So, I've been doing a bit of independent projects with history since I've graduated, both centered around the history of Camp Abnaki. I started this summer with archiving a lot of the records and sorting them out in house, and from there, I embarked on two projects:
1 - Comprehensive History of Camp Abnaki. This is going to be an extremely long-term writing project, given the scope of what I'm trying to do. Rather than just writing a history paper that essentially goes from point A to B to C to D, this project is going to look at the history of Abnaki in the context of 20th century history - how major events such as the stock market crash, the first and second world wars, the cold war, outbreak of flu, the 1960s and how attitudes towards child care have been changing since 1901. This is going to take me a long time to finish, and it's currently on the back burner due to it's size and due to the next project:
2 - The life of Byron Clark. This paper's in a more complete form now, standing at 25 pages, with probably another ten or so to be written. I've just gotten Clark's journal, which I'm working on translating from cursive to a regular text file. However, in order to finish this in time, I'm going to have to forgo some of the translating and pick out sections where needed. I currently have one feeler out for a presentation at a historical conference in April, and I'm hoping to get this published (it will probably need to be edited down.) I've also currently put out requests for editing from three PhDs that I know.
3- Norwich University and the Invasion of Normandy. This was my thesis paper for my senior year at Norwich, and while I completed it for the course, topping out at 38 pages (50 with maps and sources), I'm not at the point where this is finished for me. I need to visit the National Archives and pull unit records for various infantry and armored divisions, which I found to give incredibly detailed information on the going-ons of the campaign. This is something that I'd love to get published someday.

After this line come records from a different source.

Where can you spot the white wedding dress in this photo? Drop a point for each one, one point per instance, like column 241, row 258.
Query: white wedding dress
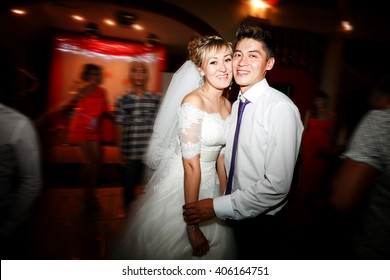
column 155, row 228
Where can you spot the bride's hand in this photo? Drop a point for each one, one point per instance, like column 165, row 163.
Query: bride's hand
column 199, row 243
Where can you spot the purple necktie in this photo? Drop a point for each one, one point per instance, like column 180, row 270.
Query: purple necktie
column 241, row 108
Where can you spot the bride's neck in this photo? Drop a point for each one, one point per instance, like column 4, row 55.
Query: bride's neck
column 211, row 93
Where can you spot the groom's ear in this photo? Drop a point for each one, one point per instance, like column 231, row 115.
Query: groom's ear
column 270, row 63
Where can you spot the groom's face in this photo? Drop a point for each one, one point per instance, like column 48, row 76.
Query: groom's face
column 250, row 63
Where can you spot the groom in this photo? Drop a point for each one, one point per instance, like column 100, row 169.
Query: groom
column 268, row 146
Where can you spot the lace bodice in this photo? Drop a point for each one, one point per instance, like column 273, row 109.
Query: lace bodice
column 200, row 133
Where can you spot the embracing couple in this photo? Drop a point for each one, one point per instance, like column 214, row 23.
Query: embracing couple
column 231, row 188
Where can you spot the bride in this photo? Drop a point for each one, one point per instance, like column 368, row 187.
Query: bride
column 186, row 156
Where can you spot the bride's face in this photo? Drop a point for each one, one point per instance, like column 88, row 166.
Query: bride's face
column 217, row 68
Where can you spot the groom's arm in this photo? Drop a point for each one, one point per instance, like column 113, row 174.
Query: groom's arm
column 198, row 212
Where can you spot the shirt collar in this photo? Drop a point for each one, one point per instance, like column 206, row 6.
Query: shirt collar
column 254, row 92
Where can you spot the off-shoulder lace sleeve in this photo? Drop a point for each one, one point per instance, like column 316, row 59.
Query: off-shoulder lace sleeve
column 190, row 127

4 - The Class the Stars Fell On - this is going to be my next project, and I'm going to start it right after I finish with my Byron Clark Paper. I came across the reference earlier this weekend when I finished Rick Atkinson's An Army At Dawn (FINALLY), when he mentioned that the American Military Academy (West Point) class of 1915 numbered 162 graduates. Out of that class, 59 were made general, two of them reaching the highest rank possible, five stars (Eisenhower and Bradley). Following that, there were two 4-star generals, seventy-three 3-stars, twenty four 2-stars and twenty four 1-stars. The intent it to examine what role this class played in the world following their graduation and why this class was so extraordinary - no class since has graduated as many people who obtained the rank of General. This will probably be a long project as well - possibly book length. I know that there's a lot of information, particularly about the more visible members of the class, such as Eisenhower and Bradley, but I'm going to need to research a lot of other people, to see what they were up to. I'm excited for the prospect of this project, and I suspect that it'll take me a bit longer than I'd like because I'll be starting my Masters in March, although maybe this can be a part of it.